Raymond Briggs' When the Wind Blows.


The burgeoning field of the graphic novel also tackled the issue. In Watchmen, Alan Moore and Dave Gibbons depicted the childhood fantasy figure of the costumed superhero as powerless in the face of nuclear annihilation, while Raymond Briggs - famed for innocent tales such as The Snowman and Father Christmas - created the harrowing When the Wind Blows. A feature-length animated adaptation of this book was made by TVC in 1986.




The film was directed by Jimmy T. Murakami, an American of Japanese descent who had lost a relative in the bombing of Nagasaki. When the Wind Blows tells the story of an retired couple who faithfully follow government advice in the face of a nuclear attack, advice which ultimately does them no good: the film ends with them dying of radiation sickness. Forgoing A Short Vision's graphic portrayal of a nuclear blast, the film instead relies on anticipation of the final, dreaded moment.



The Protect and Survive opening sequence.


In 1975, between A Short Vision and When the Wind Blows, another animated work depicting nuclear attack was made. But whereas A Short Vision set out to shock and When the Wind Blows conducted itself with quiet, mounting outrage, Protect and Survive took a third approach: it tried to comfort its audience. Crucially, it failed.

The twenty-part series was made by Richard Taylor, a master of the instructional film, at the behest of the Central Office of Information. Taylor did a good job: the diagrammatic animation is simple and clear, while the use of abstract shapes to represent different sounds - such as the all-clear signal and the warning siren - is a good touch. But as Taylor himself knew at the time, the films were fatally unconvincing. "If there is no solid cover, lie flat in a ditch or a hole," said one film, "and cover your head, face and your hands as fast as you can with some of your clothes." Another short explained what to do if a family member died in your fallout shelter, making the slogan "Protect and Survive" ring rather hollow.



Protect and Survive demonstrates one method of surviving a nuclear explosion.


The Protect and Survive films were intended only to be broadcast in case of an imminent nuclear attack. However, footage was leaked out and ended up shown to millions of viewers in a 1980 edition of Panorama entitled If the Bomb Drops, and the series duly became the butt of outraged jokes. Frankie Goes to Hollywood used samples from the films for their song Two Tribes and even hired narrator Patrick Allen to deliver the announcement "mine is the last voice you will ever hear; do not be alarmed", giving rise to an urban legend that this parodic line was used in the actual films. The Leeds Animation Workshop, meanwhile, lampooned the title of the campaign with their film Pretend You'll Survive.

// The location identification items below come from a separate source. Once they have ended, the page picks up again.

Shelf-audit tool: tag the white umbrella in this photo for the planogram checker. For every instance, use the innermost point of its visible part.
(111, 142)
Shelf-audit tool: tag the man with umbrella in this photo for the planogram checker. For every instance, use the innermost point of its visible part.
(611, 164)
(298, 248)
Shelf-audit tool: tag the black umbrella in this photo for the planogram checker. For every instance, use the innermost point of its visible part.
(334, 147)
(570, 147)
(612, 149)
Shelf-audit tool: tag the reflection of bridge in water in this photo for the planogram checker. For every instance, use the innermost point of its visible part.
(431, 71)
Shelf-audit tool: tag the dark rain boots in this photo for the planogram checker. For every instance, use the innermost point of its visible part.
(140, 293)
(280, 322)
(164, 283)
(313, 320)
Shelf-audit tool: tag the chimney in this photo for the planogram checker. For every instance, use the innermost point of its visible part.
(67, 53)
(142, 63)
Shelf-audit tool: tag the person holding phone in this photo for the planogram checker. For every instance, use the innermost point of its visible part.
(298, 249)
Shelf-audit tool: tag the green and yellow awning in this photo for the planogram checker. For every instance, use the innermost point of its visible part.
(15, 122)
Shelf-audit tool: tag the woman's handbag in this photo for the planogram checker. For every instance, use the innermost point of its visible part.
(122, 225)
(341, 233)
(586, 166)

Surprisingly enough it could be argued that the Protect and Survive series, intended to be the least alarming of these three works, is the one which stepped the furthest into the mainstream horror canon. In 2003 Channel 4 ran a jokey two-part Halloween special counting down the one hundred scariest moments in film and television. There, sandwiched between Dracula and The Day of the Triffids, was Protect and Survive.